The Elm City is one of dozens of cities across America that say they will continue to be a so-called "Sanctuary City," a city that has policies in place to protect immigrants from prosecution for being undocumented.
"No one should fear, as long as they're law-abiding, and they contribute to their communities, should feel afraid," said Mayor Harp.
Trump has vowed, for the time being, to deport only undocumented immigrants who have committed crimes, but other immigrants are wary -- though more so of immigration officials than of Trump.
"Many times they're knocking on doors and waiting at train stations for people, who can be mothers, who can be children," said Tashi Sanchez-Llaury, of CT Students for a Dream. "They've gone to schools."

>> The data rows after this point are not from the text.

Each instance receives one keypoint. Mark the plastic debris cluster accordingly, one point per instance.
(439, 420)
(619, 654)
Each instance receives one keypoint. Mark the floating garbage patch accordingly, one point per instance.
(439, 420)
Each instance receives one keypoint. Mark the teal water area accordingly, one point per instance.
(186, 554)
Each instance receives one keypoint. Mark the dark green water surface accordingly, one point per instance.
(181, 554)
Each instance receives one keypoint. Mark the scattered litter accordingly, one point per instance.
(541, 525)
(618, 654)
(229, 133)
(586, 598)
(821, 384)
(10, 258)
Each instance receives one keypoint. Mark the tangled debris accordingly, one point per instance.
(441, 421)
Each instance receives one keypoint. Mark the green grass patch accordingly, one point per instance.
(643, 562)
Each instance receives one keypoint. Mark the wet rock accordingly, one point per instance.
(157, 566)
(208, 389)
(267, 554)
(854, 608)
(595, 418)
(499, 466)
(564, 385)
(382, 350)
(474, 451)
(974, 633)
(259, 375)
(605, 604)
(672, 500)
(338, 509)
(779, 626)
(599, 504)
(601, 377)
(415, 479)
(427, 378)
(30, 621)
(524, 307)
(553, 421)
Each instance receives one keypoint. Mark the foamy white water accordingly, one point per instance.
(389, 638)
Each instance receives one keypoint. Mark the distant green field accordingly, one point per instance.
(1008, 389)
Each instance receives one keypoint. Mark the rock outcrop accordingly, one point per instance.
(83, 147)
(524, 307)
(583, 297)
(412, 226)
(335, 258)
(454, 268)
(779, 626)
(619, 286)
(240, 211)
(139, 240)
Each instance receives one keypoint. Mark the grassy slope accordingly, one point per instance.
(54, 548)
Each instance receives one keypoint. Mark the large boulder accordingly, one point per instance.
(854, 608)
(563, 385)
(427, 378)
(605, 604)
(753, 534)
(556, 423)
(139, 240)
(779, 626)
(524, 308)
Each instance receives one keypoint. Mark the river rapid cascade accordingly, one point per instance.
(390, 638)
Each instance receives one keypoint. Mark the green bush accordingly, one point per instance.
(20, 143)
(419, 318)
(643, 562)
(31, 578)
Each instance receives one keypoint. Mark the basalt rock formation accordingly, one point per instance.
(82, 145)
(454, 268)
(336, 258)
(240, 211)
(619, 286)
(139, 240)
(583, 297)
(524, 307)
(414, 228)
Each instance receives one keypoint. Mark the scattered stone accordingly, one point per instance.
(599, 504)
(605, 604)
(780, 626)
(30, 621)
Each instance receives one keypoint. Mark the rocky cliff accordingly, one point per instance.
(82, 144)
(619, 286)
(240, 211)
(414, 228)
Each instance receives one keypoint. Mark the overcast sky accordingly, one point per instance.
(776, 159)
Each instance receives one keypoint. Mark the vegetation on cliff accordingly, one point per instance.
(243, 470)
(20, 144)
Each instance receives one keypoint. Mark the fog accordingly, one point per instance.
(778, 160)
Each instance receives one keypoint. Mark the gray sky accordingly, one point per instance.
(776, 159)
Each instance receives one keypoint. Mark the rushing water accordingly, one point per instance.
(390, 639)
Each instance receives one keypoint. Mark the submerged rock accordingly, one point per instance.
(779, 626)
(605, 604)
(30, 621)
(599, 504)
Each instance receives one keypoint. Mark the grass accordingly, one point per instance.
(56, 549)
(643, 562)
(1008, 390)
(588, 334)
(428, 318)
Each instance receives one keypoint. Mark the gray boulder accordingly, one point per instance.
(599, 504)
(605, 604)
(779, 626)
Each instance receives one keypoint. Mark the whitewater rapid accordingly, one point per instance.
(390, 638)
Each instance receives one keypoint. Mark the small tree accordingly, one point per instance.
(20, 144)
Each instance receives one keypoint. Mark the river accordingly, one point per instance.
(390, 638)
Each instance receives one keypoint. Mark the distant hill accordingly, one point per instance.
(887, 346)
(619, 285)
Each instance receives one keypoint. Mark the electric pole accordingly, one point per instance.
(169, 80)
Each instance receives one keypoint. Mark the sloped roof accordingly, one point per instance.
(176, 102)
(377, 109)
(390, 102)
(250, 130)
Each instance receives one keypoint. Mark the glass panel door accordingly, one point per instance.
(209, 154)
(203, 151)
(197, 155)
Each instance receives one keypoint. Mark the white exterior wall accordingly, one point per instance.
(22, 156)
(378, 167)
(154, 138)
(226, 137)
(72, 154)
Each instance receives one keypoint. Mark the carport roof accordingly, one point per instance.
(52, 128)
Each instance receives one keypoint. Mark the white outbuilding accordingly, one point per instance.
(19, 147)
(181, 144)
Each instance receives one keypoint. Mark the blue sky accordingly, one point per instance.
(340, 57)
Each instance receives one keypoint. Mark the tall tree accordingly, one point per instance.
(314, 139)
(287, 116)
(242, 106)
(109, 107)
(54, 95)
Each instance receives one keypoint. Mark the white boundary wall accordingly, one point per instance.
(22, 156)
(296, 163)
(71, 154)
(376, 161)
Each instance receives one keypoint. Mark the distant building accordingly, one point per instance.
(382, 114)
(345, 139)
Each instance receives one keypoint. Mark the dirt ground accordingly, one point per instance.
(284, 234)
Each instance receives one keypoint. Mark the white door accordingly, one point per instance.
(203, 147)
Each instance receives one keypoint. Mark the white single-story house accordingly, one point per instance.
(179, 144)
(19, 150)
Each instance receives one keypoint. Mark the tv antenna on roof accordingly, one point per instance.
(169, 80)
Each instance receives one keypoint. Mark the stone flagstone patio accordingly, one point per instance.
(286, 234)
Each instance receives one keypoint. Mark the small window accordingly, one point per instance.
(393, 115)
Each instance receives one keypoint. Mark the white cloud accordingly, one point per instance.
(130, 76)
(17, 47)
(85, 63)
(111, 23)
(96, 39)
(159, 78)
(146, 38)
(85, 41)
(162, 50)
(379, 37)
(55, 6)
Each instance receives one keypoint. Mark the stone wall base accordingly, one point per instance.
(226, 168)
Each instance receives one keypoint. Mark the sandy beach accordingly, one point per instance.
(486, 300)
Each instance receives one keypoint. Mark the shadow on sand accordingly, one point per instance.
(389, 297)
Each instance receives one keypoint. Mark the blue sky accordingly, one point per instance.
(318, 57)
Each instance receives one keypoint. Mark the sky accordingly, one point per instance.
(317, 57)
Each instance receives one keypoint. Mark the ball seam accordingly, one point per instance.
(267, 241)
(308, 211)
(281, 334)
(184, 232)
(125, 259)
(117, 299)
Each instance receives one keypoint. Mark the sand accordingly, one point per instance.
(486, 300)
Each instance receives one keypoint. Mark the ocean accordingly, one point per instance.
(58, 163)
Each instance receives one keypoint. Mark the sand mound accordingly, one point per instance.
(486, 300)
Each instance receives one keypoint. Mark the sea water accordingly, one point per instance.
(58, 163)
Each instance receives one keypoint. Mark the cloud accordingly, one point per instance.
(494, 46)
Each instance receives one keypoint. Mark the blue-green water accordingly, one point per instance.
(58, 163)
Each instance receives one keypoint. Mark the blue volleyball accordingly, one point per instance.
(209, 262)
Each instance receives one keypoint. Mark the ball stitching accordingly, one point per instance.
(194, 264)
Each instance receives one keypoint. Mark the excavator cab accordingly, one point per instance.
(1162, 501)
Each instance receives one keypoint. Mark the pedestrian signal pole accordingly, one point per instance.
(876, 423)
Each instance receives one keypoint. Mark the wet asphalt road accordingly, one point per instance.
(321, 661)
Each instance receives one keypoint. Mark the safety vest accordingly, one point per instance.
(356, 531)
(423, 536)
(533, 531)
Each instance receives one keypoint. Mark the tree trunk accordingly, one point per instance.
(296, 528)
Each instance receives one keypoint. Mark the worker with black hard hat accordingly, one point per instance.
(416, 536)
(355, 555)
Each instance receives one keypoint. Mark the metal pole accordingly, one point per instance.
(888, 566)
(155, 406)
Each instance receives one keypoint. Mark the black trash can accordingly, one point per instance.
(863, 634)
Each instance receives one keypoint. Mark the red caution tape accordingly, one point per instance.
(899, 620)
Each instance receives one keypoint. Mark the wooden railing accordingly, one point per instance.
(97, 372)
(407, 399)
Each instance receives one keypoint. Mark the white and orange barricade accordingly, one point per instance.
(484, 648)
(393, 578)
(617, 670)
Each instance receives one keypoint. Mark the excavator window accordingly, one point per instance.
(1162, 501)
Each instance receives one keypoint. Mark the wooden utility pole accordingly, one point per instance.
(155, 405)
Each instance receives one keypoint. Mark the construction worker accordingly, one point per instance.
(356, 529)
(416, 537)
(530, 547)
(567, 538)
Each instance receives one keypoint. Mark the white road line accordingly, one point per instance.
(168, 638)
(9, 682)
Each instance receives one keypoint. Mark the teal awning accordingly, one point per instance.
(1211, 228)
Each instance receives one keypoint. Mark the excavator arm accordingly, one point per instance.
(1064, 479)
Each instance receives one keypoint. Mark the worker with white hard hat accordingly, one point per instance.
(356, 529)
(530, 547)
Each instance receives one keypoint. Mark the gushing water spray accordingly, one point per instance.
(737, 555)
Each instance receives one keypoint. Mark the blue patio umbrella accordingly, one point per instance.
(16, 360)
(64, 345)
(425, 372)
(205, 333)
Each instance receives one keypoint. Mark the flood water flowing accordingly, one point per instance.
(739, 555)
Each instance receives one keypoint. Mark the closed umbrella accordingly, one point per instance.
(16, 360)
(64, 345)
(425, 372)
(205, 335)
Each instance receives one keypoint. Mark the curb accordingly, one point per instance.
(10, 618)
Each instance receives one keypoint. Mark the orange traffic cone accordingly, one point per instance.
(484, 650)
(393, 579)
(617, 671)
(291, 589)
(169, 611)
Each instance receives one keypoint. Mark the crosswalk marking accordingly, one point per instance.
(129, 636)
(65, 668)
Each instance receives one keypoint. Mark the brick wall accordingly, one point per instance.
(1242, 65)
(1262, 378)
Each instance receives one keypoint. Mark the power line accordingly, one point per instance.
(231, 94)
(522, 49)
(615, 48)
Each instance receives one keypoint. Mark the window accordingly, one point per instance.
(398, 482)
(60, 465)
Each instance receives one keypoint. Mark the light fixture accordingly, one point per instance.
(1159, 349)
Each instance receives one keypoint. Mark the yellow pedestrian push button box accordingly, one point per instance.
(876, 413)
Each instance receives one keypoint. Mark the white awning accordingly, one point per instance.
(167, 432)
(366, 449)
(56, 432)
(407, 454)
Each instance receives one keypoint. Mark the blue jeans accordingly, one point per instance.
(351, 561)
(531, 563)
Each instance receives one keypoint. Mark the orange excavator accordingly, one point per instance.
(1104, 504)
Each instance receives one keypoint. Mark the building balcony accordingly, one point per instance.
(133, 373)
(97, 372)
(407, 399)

And, if Trump were to target New Haven, for deportations?
"If he picks a handful of cities and we are one of them, I've said to my corporation counsel be ready to sue," said Harp.
Jonathan Wharton, the chairman of the New Haven Republican Town Committee, said, "Immigration is a federal responsibility and we stand with our federal government."
But Harp is standing strong: "We are not going to take this lying down," she said.
But, she said she's heartened by Trump's softened stance on deportations and is hoping he also works with lawmakers to improve the immigration process "so that it is easier for people who want to be documented citizens, who lived here peacefully for decades, to actually become citizens."
She says many folks don't apply for citizenship because it's cost prohibitive at up to $1,000 per person.
Sanctuary cities do not require their police to contact immigration officials with the immigration status of anyone they come in contact with.